No rework is needed at cache refresh service, if CRUD APIs are implemented with data being stored at both cassandra and elastic search

Approach 3:

Develop an API for CRUD operations on the static data. This is planned for release-1.13

Pros:

No access to datastore is needed to configure the static data

Cassandra Table Design:

...

Code Block
CREATE TABLE sunbird.metrics_summary (
	metricskey text,
	metricsvalue text,
	PRIMARY KEY(metricskey)
);
Code Block
CREATE TABLE sunbird.metrics_tenant_onboard_status (
	tenantname text,
	tenantid text,
	channel text,
	onboardstatus text,
	academicyear text,
	PRIMARY KEY(tenantname)
);
Code Block
CREATE TABLE sunbird.metrics_tenant_etb_status (
	tenantname text,
	tenantid text,
	channel text,
	board text,
	grade text,
	subject text,
	etbprintcount int,
	academicyear text,
	etbstatus text,
	PRIMARY KEY(board)
);

Service to cache data

A service needs to be written to retrieve the static data from local datastore and dynamic data from the analytics server. The service should aggregate the data and cache it in memory with a expiry time.
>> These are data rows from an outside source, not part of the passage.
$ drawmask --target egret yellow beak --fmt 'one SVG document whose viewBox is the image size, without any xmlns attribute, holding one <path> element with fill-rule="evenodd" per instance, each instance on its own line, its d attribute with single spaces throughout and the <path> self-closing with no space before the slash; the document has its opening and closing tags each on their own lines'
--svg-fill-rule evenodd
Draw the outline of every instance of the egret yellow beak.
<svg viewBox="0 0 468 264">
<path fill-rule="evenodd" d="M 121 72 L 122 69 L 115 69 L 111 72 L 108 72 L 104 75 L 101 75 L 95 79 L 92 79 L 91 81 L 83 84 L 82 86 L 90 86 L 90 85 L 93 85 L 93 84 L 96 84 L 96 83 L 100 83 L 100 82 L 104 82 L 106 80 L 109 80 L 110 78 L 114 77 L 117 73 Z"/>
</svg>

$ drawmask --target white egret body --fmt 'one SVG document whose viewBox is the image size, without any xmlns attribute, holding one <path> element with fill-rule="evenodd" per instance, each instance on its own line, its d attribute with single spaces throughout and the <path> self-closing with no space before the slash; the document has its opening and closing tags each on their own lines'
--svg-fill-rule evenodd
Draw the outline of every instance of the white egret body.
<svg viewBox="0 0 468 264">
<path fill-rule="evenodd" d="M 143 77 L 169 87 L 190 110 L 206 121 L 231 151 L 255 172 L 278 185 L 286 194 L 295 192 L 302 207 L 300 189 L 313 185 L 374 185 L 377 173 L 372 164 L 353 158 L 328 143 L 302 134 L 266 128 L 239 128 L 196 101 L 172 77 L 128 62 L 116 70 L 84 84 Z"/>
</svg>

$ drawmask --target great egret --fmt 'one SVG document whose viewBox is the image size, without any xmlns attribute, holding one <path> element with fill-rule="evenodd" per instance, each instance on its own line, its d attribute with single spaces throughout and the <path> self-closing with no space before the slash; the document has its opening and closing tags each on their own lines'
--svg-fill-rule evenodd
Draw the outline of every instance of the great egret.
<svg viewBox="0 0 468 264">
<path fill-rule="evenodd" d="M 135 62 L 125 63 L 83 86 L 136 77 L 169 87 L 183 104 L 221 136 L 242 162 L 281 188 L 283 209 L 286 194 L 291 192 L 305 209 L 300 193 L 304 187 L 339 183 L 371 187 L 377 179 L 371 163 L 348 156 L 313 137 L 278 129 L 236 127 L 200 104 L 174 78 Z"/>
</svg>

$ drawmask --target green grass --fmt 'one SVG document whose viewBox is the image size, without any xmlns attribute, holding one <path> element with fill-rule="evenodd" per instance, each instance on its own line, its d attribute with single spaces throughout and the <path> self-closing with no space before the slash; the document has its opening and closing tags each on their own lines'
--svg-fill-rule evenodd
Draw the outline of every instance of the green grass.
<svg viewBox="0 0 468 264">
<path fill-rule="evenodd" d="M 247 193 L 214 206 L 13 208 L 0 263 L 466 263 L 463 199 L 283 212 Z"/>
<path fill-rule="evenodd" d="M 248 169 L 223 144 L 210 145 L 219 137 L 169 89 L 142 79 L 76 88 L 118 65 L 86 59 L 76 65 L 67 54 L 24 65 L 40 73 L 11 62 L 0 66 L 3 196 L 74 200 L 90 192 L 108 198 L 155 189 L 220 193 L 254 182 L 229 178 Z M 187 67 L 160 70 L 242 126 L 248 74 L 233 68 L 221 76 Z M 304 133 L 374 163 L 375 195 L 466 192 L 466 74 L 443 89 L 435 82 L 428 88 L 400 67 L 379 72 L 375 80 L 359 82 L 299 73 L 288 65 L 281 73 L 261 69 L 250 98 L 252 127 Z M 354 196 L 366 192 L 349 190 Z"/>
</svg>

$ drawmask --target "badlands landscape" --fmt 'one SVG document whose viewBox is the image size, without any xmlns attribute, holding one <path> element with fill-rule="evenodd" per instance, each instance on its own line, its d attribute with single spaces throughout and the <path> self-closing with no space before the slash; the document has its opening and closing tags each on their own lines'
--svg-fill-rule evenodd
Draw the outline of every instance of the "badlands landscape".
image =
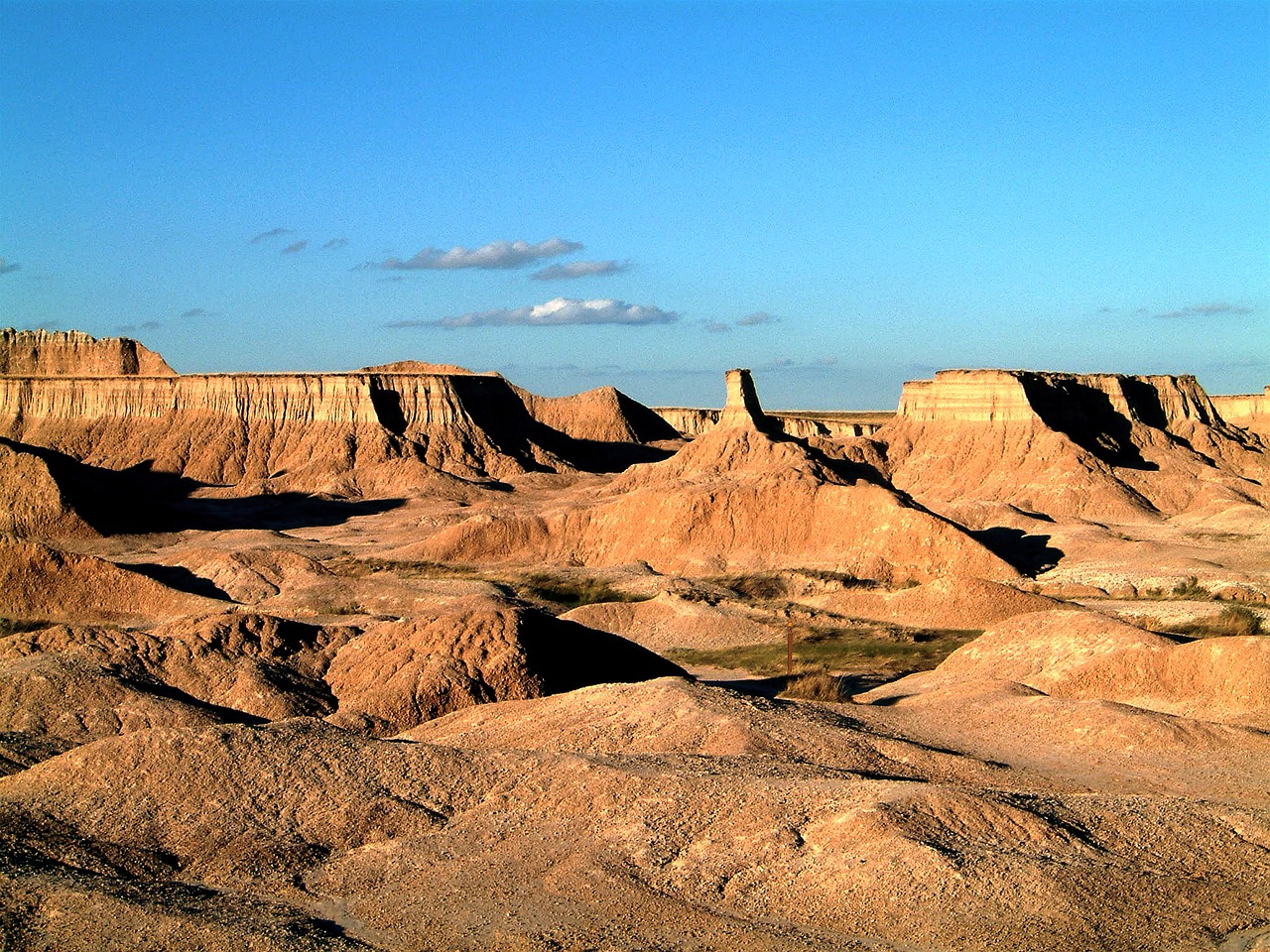
<svg viewBox="0 0 1270 952">
<path fill-rule="evenodd" d="M 0 331 L 0 948 L 1270 948 L 1270 388 L 719 396 Z"/>
</svg>

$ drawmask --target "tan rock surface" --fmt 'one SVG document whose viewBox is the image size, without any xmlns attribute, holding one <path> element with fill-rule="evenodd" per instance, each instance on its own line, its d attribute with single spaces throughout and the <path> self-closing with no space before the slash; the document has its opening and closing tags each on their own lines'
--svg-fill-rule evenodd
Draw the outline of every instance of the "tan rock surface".
<svg viewBox="0 0 1270 952">
<path fill-rule="evenodd" d="M 942 371 L 874 439 L 898 487 L 975 528 L 1006 506 L 1132 523 L 1270 500 L 1265 446 L 1194 377 Z"/>
<path fill-rule="evenodd" d="M 874 471 L 761 432 L 743 404 L 672 458 L 632 467 L 578 505 L 531 517 L 481 514 L 406 551 L 467 562 L 644 561 L 662 572 L 799 566 L 888 580 L 1017 576 Z"/>
<path fill-rule="evenodd" d="M 1008 781 L 975 792 L 966 781 L 1007 773 L 828 713 L 756 711 L 664 682 L 644 689 L 582 693 L 574 711 L 598 715 L 597 727 L 561 745 L 597 753 L 512 749 L 551 744 L 530 708 L 545 704 L 565 726 L 569 713 L 551 708 L 572 696 L 516 702 L 505 725 L 486 720 L 507 730 L 489 750 L 312 721 L 163 729 L 0 781 L 0 802 L 81 842 L 170 857 L 182 878 L 221 892 L 271 889 L 301 909 L 339 910 L 385 948 L 417 948 L 420 923 L 450 948 L 978 949 L 1002 935 L 1020 949 L 1129 949 L 1143 937 L 1200 947 L 1270 911 L 1270 863 L 1256 845 L 1270 824 L 1251 803 Z M 749 753 L 729 753 L 728 721 L 749 732 Z M 622 749 L 625 732 L 663 722 L 682 725 L 673 753 Z M 470 727 L 480 745 L 480 725 Z M 692 736 L 710 753 L 679 753 Z M 119 769 L 144 779 L 113 783 Z M 56 854 L 56 842 L 33 839 Z"/>
<path fill-rule="evenodd" d="M 126 622 L 224 608 L 104 559 L 0 538 L 0 617 Z"/>
<path fill-rule="evenodd" d="M 0 533 L 22 538 L 97 534 L 75 512 L 48 463 L 8 439 L 0 439 Z"/>
<path fill-rule="evenodd" d="M 1017 616 L 954 651 L 936 670 L 862 699 L 983 679 L 1016 682 L 1053 697 L 1270 729 L 1270 638 L 1179 644 L 1090 612 Z"/>
<path fill-rule="evenodd" d="M 601 602 L 561 618 L 611 631 L 654 651 L 668 647 L 729 647 L 770 641 L 772 628 L 735 603 L 707 602 L 662 592 L 644 602 Z"/>
<path fill-rule="evenodd" d="M 170 377 L 171 367 L 132 338 L 77 330 L 0 329 L 0 377 Z"/>
<path fill-rule="evenodd" d="M 335 654 L 326 680 L 339 698 L 333 722 L 385 735 L 471 704 L 668 674 L 682 671 L 607 632 L 460 598 L 371 627 Z"/>
<path fill-rule="evenodd" d="M 533 419 L 574 439 L 652 443 L 679 435 L 655 413 L 615 387 L 563 397 L 544 397 L 521 387 L 514 390 Z"/>
</svg>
The service should be called in two circumstances

  1. Scheduled to be called at the end cache expiry time.
  2. Should be triggered by set static data API, once it is implemented.

Metrics API

Metrics API to provide following details

  1. Metrics Summary
  2. Onboard Status drilldown data
  3. ETB Status drilldown data
  4. Content Creation drilldown data
  5. Content Consumption drilldown data(To be implemented in June-2019)

Request:

metricsType : metricsSummary, onboardMetrics, etbPrintMetrics, contentCreationMetrics

Response:

...

metricsTypes

...

metricsSummary

Code Block
{
  "response": {
    "metricsAsOn": "2019",
    "onboardSummary": {
      "tenantCount": 26
    },
    "etbSummary": {
      "etbPrintCount": 20000000,
      "tenantCount": 26
    },
    "contentCreationSummary": {
      "contentsPublished": 50000,
      "languages": 15,
      "contributors": 6000
    },
    "contentConsumptionSummary": {
      "uniqueDevices": 50000000,
      "learningExperiences": 20000000,
      "hoursOfInteraction": 65000000
    }
  }
}

...

onboardMetrics

Code Block
{
  "response": {
    "metricsAsOn": “2019",
    "tenantCount": 26,
    "tenants": [
      {
        "tenantName": "Maharashtra",
        "onboardStatus": "Live",
        "onboardYear": "2018-19"
      },
      {
        "tenantName": "Assam",
        "onboardStatus": "In Progress",
        "onboardYear": "2019-20"
      }
    ]
  }
}

...

etbPrintMetrics

Code Block
{
  "response": {
    "metricsAsOn": "2019",
    "boardCount": 29,
    "etbTotaCount": 4500000000,
    "boards": [
      {
        "board": "DSERT",
        "tenantName": "Karnataka",
        "classes": "1,2,6,8",
        "subjects": "English, Science",
        "etbPrintCount": 20000,
        "etbAcademicYear": "2018-19",
        "status": "Live"
      },
      {
        "board": "CBSE",
        "tenantName": "-",
        "classes": "6,8",
        "subjects": "Maths, Social Studies",
        "etbPrintCount": 15000,
        "etbAcademicYear": "2019-20",
        "status": "Inprogress"
      }
    ]
  }
}

...

contentCreationMetrics

Code Block
{
  "response": {
    "metricsAsOn": "2019",
    "creatorCount": 6000,
    "languageCount": 15,
    "contentTotalCount": 50000,
    "contentCreation": [
      {
        "publisher": "Maharashtra",
        "languages": "Hindi, Marathi, English",
        "contentCount": 20000
      },
      {
        "publisher": "Tamil Nadu",
        "languages": "Tamil, English",
        "contentCount": 10000
      }
    ]
  }
}

Open Questions:

  1. Should tenant id and channel be captured at tenant level for onboard and etb metrics?
  2. Store static data in cassandra or ES?
  3. Should multiple values in a column be stored as a list or comma separated string?
  4. Can a tenant have multiple onboarding statuses?
  5. Can a board be associated to multiple tenants?